Seguiram os ministros Luís Felipe Salomão, Nancy Andrighi, Herman Benjamin, Jorge
Mussi, Og Fernandes, Mauro Campbell e Benedito Gonçalves.
Relembre o caso
Eduardo Siqueira foi afastado no último dia 25 de
agosto por decisão do Conselho Nacional de Justiça, que abriu processo
administrativo disciplinar para aprofundar as investigações da conduta de
Siqueira no episódio. Durante o período, o desembargador seguirá ganhando
regularmente o salário bruto mensal de R$ 35,4 mil (sem considerar
penduricalhos, vantagens indevidas, gratificações e outros benefícios).
Em julho, Eduardo Siqueira foi flagrado sem
máscara enquanto caminhava em uma praia de Santos.

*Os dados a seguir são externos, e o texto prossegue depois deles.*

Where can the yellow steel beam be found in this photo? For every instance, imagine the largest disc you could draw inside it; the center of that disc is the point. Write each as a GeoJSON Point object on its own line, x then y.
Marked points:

Na ocasião, Siqueira chamou
de 'analfabeto' um guarda civil municipal que lhe pediu que colocasse a máscara
facial que é obrigatória em locais públicos durante a pandemia do novo coronavírus.
Um decreto editado pela prefeitura de Santo, em abril, que trata sobre o uso
obrigatório de máscaras faciais na cidade, impõe multa de R$ 100 em caso de
descumprimento.
'Decreto não é lei', respondeu Siqueira ao guarda
na ocasião, conforme vídeo que circulou nas redes sociais.
No vídeo, o oficial disse então que ia registrar
a autuação e em resposta o desembargador respondeu que ligaria para o
Secretário de Segurança Pública do município, Sérgio Del Bel. Siqueira chega
ainda a afirmar que o guarda não é policial e 'não tem autoridade nenhuma'.
Em nota pública, Eduardo Siqueira pediu desculpas
por ter se exaltado durante a abordagem da guarda municipal e admitiu que nada
justifica os 'excessos' que cometeu.
No entanto, em resposta aos processos no CNJ, Eduardo Siqueira afirmou que sua reação contra o guarda, que chamou de 'analfabeto', se deu por conta de sua 'indignação com o desrespeito a questões jurídicas'. O magistrado alega que os agentes teriam cometido 'abuso de autoridade'.